Si sente solo il rumore del vento. O la musica dell'impianto audio. Zero rumori dal motore, zero vibrazioni. Quando si passa da un paesino viene spontaneo suonare il clacson per farsi sentire dai pedoni che attraversano la strada. Benvenuti sulla Peugeot iOn, la prima vera auto elettrica destinata ad arrivare tra poche settimane sui mercati europei (insieme alle "gemelle" firmate Citroen e Mitsubishi). Un'auto completa, con quattro persone sopra e tutta l'elettronica di una vettura tradizionale. Solo che il motore a benzina non c'è, a farla girare sono 230 chili di batterie al litio sistemate sotto i sedili e, ovviamente, non ci sono frizione o marce da cambiare. Attenzione, non c'è neppure un cambio automatico. Semplicemente, ci perdonino i più esperti se semplifichiamo molto, c'è un motore elettrico che aumenta i giri quando premete l'acceleratore. E che, quando inserite la retromarcia, gira al contrario.

Ci concentriamo sulla Peugeot iOn per raccontarvi della nostra prova, una quarantina di chilometri tra strade di campagna e superstrade a scorrimento veloce. Tre metri e 48, spazio per quattro adulti, zero emissioni di Co2, un raggio di sterzata che in città ti consente di cavartela alla grande. La ripresa è addirittura sorprendente, la velocità arriva a130 km/h. L'autonomia massima è di 150 km con una ricarica, ma se si viaggia con climatizzatore o riscaldamento accesi - e magari la si guida in maniera un po' sportiva - l'autonomia reale è più o meno la metà. In Francia consuma 1,50 euro di elettricità per 100 km, ai prezzi medi dell'energia in Europa si sale a due euro/100 km. Nella presa di casa - o meglio, del vostro garage - servono sei ore per una carica completa. Usando invece le stazioni di ricarica che - si spera - compariranno presto anche nelle nostre città, occorre mezz'ora per caricarla tutta, ma in cinque minuti si ha già il 20% della ricarica e dunque si arriva tranquillamente a casa.
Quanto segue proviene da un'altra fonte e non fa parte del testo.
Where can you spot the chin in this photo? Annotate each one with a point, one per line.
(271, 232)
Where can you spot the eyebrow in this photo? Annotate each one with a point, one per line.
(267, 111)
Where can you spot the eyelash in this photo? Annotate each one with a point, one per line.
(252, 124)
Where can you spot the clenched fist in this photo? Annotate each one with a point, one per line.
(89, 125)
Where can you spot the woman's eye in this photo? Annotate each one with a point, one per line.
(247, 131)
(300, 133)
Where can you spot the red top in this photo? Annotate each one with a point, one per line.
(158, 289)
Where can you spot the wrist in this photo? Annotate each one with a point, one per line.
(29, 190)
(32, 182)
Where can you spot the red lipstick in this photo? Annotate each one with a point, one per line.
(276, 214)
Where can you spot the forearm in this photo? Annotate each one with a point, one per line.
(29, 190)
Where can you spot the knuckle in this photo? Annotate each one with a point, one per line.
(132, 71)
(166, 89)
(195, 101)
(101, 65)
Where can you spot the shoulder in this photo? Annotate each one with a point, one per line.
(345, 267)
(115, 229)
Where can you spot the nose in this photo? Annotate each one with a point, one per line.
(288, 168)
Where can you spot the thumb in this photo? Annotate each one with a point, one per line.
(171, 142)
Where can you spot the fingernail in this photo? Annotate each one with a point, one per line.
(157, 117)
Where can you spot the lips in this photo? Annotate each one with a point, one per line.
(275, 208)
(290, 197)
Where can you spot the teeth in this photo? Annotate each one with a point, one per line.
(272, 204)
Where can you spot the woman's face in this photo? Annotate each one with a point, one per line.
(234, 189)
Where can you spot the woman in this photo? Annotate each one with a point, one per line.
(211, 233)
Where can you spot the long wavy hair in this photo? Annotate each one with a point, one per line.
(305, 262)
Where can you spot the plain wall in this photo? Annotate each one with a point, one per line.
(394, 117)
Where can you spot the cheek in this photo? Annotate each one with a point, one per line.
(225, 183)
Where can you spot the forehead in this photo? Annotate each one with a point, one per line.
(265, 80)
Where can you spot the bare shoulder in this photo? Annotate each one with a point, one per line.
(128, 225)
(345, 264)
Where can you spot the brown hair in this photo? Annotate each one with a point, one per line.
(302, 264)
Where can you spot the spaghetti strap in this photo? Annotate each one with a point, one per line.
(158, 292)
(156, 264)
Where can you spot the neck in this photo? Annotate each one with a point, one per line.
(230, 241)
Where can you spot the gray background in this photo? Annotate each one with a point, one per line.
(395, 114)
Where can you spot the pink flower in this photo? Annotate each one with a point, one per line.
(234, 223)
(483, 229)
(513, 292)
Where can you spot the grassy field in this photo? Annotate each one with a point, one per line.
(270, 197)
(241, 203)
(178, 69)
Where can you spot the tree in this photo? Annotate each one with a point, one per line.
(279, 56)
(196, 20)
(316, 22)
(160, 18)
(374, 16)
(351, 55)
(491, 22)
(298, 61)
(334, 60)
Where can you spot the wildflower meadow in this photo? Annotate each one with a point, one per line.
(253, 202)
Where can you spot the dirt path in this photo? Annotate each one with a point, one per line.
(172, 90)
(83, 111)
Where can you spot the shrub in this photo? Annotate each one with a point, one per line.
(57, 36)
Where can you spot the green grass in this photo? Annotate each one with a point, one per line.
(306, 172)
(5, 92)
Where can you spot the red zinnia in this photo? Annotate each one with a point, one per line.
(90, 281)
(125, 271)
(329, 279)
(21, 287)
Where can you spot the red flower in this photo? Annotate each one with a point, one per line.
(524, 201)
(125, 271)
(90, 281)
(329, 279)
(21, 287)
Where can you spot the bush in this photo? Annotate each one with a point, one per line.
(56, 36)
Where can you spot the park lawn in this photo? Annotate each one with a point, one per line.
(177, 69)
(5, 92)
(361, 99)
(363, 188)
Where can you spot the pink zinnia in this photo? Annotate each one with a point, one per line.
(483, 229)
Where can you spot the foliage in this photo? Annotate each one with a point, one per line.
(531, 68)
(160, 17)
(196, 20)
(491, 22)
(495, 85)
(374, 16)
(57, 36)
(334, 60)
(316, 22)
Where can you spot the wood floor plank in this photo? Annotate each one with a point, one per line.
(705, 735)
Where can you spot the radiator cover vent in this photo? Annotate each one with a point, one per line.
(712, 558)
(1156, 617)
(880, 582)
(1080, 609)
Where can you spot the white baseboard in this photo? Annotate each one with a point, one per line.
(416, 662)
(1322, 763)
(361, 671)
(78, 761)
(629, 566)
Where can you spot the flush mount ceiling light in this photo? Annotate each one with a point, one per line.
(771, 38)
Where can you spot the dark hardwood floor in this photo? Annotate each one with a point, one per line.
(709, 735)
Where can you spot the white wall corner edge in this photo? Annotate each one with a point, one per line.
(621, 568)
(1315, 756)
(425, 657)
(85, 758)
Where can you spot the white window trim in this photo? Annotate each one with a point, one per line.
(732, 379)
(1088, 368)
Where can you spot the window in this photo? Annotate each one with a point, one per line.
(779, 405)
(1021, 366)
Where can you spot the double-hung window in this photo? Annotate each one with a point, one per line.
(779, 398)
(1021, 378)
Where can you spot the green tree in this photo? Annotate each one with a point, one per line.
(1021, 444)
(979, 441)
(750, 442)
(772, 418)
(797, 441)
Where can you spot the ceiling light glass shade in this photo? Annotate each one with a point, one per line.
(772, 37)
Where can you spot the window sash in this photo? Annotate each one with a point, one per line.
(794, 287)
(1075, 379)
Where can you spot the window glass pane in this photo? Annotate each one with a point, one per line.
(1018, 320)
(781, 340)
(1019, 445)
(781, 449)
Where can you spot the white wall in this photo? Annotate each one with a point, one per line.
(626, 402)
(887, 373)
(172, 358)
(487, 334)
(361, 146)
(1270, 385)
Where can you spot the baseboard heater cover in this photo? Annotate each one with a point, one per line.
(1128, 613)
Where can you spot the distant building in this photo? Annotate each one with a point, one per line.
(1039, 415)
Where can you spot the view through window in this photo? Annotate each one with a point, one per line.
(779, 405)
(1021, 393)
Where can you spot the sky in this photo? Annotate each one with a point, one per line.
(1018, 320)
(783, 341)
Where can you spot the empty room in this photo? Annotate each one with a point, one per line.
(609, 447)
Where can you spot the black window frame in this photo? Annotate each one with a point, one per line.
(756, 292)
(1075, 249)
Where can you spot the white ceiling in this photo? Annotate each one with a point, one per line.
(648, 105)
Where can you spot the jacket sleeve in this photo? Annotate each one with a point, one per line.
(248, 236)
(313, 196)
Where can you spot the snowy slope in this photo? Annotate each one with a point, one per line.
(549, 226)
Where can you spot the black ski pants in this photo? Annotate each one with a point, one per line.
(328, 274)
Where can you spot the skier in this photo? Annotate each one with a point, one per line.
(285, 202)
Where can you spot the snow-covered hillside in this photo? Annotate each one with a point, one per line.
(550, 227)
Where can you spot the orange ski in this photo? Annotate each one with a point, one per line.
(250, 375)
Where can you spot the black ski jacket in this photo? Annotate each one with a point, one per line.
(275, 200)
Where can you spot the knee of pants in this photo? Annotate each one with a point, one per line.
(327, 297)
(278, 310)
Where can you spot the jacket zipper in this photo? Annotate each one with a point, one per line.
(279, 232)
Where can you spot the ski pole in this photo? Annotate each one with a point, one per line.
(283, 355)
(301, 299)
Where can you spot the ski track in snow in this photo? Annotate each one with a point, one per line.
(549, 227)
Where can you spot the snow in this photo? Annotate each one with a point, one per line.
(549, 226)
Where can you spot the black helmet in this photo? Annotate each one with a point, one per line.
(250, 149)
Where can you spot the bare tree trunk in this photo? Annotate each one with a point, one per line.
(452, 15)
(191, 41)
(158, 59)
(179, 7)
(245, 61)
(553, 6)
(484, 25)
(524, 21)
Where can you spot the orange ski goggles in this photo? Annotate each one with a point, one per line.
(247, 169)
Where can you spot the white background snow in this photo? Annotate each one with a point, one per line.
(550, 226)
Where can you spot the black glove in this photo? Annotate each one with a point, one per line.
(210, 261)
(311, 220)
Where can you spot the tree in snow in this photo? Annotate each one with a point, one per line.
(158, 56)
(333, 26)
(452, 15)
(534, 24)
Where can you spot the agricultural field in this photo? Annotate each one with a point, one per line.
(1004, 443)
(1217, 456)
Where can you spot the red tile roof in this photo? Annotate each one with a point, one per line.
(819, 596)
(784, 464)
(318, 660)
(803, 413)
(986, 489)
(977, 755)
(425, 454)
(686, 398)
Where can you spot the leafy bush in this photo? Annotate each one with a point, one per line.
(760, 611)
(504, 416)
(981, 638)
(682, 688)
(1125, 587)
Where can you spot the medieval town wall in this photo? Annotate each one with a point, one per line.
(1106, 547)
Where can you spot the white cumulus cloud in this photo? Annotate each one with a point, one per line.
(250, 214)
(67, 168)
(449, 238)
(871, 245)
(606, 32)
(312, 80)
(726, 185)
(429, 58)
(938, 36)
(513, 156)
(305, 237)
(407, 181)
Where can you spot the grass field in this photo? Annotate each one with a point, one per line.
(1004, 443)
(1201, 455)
Il nodo è ancora quello dei costi, anche se la iOn è una vera vettura destinata a fare numeri sul mercato, non un giocattolo per pochi. Si stima che entro il 2020 le auto elettriche rappresenteranno il 4-5% del mercato europeo. Ci sono città come Amsterdam che danno un incentivo di ben 15mila euro a chi ne acquista una. Ma anche i 5000 euro offerti dal governo francese sono una cifra importante. Oltralpe chi compra una iOn - o un modello simile - di fatto non sborsa una lira di anticipo e si trova a pagare un canone di 499 euro al mese per cinque anni, con garanzia totale anche sulle batterie. Un incentivo importante, mentre al momento in Italia non c'è un euro di contributo. Comunque anche da noi la strategia di Peugeot sarà simile a quella francese, con una sorta di affitto lungo, tutto compreso.

Un accenno a 508, la nuova vettura appena svelata da Peugeot che segnerà l'uscita di scena della gloriosa 407. Arriverà in Europa da febbraio dopo l'anteprima al Salone di Parigi, ma sei mesi più tardi sbarcherà sul mercato cinese, dove il marchio del Leone ha scelto di puntare con grinta. L'obiettivo è di arrivarne a venderne complessivamente 200mila nel 2012. Per ora vi diciamo che la linea è decisamente bella.